I'm writing an application that leverages jsvc to start up a Java service as a daemon. I need to use something like jsvc because my application utilizes ports under 1024 and yet I'd really like to not run it as root so that created files are owned by another user. I'd also like to keep dependencies and configuration to a minimum so that all the client needs is a JVM and the jsvc binary installed.

However, it seems that jsvc has one major catch; it can't detect the home folder of Java on a given Unix operating system, which is quite frustrating:

$ ./startup.sh
Cannot locate Java home

I have been able to work around the issue on Ubuntu at least by manually setting the JVM home directory:

jsvc ... -home /usr/lib/jvm/default-java/ ...

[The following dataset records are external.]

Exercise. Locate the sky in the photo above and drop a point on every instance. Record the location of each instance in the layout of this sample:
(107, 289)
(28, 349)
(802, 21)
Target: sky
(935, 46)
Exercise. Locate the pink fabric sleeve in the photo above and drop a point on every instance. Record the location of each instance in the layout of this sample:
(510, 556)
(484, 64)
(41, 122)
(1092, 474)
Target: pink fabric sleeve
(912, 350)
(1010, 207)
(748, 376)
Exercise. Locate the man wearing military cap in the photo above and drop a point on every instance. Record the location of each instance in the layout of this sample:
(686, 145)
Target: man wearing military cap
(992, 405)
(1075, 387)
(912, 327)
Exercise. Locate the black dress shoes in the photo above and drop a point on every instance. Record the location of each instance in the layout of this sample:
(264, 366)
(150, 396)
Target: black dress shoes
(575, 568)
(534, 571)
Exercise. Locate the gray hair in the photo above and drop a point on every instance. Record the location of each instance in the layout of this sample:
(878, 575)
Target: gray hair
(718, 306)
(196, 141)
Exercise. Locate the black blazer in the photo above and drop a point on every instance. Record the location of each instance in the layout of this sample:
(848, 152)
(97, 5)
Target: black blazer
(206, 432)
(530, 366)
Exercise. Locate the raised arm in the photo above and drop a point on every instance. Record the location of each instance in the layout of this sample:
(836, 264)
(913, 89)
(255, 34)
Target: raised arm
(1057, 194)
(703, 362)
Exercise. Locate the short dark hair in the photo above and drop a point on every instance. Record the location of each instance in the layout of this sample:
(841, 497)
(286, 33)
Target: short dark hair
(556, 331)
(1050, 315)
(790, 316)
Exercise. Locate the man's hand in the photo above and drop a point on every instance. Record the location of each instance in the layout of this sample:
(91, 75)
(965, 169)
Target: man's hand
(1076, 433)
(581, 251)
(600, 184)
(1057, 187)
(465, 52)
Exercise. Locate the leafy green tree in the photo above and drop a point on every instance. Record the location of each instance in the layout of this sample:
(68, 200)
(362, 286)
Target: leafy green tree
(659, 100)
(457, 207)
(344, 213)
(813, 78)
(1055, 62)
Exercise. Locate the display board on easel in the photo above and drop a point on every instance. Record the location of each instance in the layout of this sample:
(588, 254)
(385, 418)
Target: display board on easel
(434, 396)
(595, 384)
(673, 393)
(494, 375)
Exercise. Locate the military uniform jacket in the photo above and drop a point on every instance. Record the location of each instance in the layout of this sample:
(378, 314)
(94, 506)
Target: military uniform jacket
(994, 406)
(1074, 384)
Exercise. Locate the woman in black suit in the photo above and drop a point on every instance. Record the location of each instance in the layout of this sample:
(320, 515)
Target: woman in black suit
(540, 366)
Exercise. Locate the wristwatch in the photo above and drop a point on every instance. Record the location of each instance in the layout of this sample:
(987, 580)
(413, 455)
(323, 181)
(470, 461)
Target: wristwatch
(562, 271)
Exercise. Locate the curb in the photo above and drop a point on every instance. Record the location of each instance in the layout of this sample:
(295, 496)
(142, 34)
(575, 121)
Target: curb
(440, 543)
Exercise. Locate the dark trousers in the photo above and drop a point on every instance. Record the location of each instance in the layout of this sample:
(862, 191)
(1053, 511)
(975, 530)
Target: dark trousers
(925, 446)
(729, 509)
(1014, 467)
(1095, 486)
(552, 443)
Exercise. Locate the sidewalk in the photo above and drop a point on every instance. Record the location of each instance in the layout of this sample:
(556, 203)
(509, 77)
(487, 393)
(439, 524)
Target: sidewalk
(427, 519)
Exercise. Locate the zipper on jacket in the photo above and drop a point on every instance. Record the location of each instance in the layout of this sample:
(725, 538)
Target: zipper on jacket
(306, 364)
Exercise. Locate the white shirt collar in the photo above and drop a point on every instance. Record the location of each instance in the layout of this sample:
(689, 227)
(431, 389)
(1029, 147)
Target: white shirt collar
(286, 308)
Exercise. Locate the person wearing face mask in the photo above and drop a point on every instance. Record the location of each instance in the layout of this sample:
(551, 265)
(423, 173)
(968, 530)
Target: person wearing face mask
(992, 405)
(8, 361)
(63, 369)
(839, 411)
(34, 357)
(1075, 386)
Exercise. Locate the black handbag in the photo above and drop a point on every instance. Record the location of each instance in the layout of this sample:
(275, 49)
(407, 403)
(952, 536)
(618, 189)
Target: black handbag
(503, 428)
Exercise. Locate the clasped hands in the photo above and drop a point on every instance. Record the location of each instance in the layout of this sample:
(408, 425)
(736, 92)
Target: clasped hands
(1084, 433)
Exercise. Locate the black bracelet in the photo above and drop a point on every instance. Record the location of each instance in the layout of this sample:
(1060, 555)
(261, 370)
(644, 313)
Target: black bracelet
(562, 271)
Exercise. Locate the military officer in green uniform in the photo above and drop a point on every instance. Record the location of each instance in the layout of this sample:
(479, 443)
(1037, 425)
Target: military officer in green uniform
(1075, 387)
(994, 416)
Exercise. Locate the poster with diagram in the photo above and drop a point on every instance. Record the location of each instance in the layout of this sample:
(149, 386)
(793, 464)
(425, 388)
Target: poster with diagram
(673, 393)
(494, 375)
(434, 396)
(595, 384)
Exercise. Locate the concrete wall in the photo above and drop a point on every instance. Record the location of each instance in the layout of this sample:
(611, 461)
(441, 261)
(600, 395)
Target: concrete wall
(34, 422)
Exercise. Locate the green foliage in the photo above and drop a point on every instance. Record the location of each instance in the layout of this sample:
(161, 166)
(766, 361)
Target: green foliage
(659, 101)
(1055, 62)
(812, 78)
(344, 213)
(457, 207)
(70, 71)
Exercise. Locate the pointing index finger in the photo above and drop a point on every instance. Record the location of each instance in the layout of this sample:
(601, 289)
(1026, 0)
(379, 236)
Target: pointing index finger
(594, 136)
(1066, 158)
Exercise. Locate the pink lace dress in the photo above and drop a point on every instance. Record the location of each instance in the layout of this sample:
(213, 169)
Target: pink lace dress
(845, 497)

Is there any way to determine the Java home directory dynamically from a Bash script so I can make this work across most Unixes/Linuxes? I'd be able to sleep much better at night doing something like:

JAVA_HOME="$( ... )"

jsvc ... -home "$JAVA_HOME" ...

...rather than hard-coding for each individual operating system. Is there a way that, given a java binary, I can find the home directory of its JVM/JRE?

¿Fue útil?

Solución

Not sure if this works across *nixes, but found this solution:

JAVA_HOME="$( readlink -f "$( which java )" | sed "s:bin/.*$::" )"

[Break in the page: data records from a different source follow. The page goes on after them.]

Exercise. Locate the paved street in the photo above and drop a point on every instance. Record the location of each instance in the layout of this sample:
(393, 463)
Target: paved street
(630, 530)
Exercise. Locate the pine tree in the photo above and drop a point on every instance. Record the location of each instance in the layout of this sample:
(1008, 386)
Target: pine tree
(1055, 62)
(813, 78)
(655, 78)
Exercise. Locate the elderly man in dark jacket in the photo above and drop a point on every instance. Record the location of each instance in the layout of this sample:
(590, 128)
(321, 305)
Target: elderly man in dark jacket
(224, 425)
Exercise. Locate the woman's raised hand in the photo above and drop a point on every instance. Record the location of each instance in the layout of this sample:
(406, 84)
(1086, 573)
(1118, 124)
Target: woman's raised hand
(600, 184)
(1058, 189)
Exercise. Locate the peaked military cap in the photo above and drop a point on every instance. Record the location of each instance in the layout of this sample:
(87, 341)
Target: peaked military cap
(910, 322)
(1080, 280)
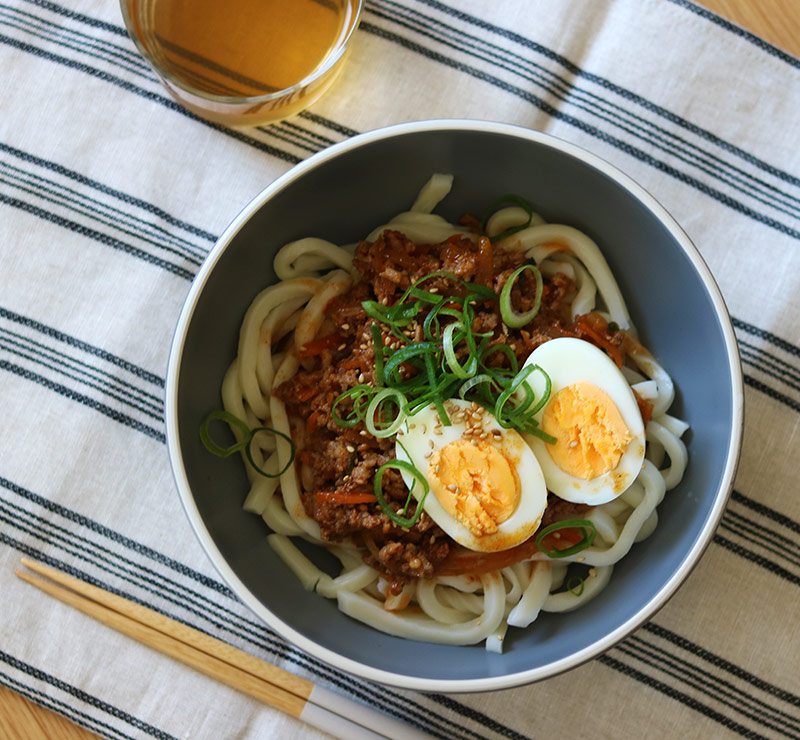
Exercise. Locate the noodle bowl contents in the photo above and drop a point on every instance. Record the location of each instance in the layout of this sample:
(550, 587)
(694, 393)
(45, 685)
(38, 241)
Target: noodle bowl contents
(461, 414)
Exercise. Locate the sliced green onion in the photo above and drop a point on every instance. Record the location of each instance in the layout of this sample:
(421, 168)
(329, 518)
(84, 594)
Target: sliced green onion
(376, 407)
(405, 354)
(377, 343)
(230, 419)
(243, 444)
(448, 345)
(248, 451)
(510, 316)
(358, 394)
(401, 465)
(589, 534)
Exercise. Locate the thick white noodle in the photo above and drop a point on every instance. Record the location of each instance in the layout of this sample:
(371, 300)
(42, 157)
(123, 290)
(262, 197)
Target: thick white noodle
(580, 245)
(507, 218)
(432, 193)
(278, 519)
(435, 609)
(250, 335)
(675, 449)
(422, 627)
(566, 601)
(666, 389)
(534, 596)
(421, 228)
(305, 257)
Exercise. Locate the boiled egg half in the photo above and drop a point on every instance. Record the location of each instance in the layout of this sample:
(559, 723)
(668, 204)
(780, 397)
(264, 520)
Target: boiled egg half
(487, 490)
(594, 417)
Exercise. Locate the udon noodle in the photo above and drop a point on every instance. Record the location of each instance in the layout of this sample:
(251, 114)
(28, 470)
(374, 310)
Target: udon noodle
(468, 608)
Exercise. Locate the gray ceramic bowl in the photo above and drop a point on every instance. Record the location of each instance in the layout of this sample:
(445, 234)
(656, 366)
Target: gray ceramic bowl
(341, 194)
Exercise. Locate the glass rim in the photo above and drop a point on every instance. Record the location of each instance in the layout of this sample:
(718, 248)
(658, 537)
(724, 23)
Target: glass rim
(237, 100)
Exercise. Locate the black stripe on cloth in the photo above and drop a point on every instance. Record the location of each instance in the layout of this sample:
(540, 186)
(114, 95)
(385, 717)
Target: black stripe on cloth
(85, 347)
(612, 87)
(591, 104)
(87, 401)
(770, 365)
(766, 511)
(713, 688)
(89, 551)
(148, 95)
(772, 393)
(753, 557)
(74, 15)
(780, 546)
(680, 696)
(40, 28)
(97, 236)
(193, 602)
(96, 211)
(128, 51)
(198, 605)
(721, 663)
(767, 336)
(42, 349)
(764, 535)
(594, 131)
(85, 697)
(51, 33)
(103, 729)
(112, 193)
(84, 374)
(739, 31)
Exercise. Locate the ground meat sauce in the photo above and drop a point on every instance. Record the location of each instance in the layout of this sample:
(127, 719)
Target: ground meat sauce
(344, 460)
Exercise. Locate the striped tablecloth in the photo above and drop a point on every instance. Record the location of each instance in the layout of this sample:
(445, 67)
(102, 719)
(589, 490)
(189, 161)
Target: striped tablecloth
(110, 198)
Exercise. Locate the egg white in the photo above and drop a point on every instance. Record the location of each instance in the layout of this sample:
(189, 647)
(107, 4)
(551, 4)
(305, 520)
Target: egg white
(569, 360)
(424, 434)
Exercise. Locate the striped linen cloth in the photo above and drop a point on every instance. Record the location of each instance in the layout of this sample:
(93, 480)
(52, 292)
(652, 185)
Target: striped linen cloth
(110, 198)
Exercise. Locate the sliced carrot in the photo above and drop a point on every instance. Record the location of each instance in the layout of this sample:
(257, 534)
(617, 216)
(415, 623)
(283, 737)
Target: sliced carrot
(345, 497)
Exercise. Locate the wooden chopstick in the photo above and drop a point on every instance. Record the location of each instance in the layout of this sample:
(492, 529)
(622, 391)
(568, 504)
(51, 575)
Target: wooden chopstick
(268, 683)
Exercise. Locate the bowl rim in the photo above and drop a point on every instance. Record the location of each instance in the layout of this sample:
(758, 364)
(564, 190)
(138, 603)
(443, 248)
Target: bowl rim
(489, 683)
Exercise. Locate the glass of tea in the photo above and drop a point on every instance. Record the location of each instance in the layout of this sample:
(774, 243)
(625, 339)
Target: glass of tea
(243, 62)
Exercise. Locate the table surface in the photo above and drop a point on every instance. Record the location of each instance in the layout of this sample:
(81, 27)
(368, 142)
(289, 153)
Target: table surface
(776, 21)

I've tested it on Ubuntu and it works, however it does not work for OSX.

Otros consejos

My solution was compiling the native linux source as the main jsvc page says in http://commons.apache.org/proper/commons-daemon//jsvc.html

Here is my step by step procedure

Download www.fightrice.com/mirrors/apache/commons/daemon/source/commons-daemon-1.0.13-src.tar.gz

Once you extract the file then go to ...../commons-daemon-1.0.13-src/src/native/unix

in terminal as a root do the following:

$ support/buildconf.sh

$ ./configure --with-java=/usr/lib/jvm/default-java

$ make

test generated jsvc binary app

$ ./jsvc -help

It works! cleanly.

Use dirname and which commands to find Java's bin directory:

echo `dirname \`which java\``
JAVA_HOME=`dirname \`which java\``

... Only works if Java is already on the $PATH.

One other way is :

 type -p java

Expect this to return the correct JAVA installation folder.